Doctors decided to cut the half-inch diameter cable going from the external controller to the pump attached to his heart. After the cord was cut, Winston felt no differently. Fortunately, what remained of his damaged heart continued to function.

But the only option at that point was a heart transplant.

‘A divine gift’

“Some patients actually stay in the hospital for months waiting on a donor organ,” he said. “But as the Lord would have it … no organ was available.”

It was July 3, 2013, and his doctors told him plainly that he simply had a few days left at best.

So Winston said goodbye to his family and waited.

But on July 4 – in Cleveland, of all places – a 26-year-old man died in a car wreck, and he was an organ donor and a perfect match for Winston.

“The heart was a divine gift,” he said.

So on July 5 he said goodbye to his family a second time – he knew there was a chance he would not wake up from the serious open-heart surgery needed to remove the devices from his body and then undergo the heart transplant.

But the 14-hour heart transplant surgery was deemed a success, until doctors found that an artery had ruptured in Winston’s chest. So he had to undergo another open-heart surgery to repair the damage – his fourth in three years.

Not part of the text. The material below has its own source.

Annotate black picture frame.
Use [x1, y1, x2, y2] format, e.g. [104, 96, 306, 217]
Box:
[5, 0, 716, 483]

“After all of this my doctor joked that they should have just put hinges on my chest with a clasp to close it up,” he said

He would spend five weeks recuperating at the Cleveland Clinic following the surgeries, but it was a small price to pay for a second chance at life.

“I let, over the years, the good life get me,” he said. “I’m not going to allow that to happen again.”

‘I did not give up’

The road back to full strength has been slow. Winston takes his time now, avoids stairs and goes to physical therapy to rebuild his muscles.

But the vision of being wheeled down the hospital corridor before the transplant has stayed with him, and he said he’ll never forget the uncertainty he felt as the lights passed by and the operating doors opened.

“Yes, I did think I was going to die,” he said. “But no, I did not give up. I wasn’t going to accept that as an answer.”

Winston said he wasn’t ready to leave his family or his grandchildren.

He also said he made a covenant with God on that gurney. He said he promised to share his story so other people can hopefully take better care of themselves and remember to call 911 in cases of emergency.

He also would like to thank the family of the man who donated him his new heart.

“His putting ‘donor’ on his license has saved two lives and probably more,” Winston said. “It’s the right thing for all of us to do.”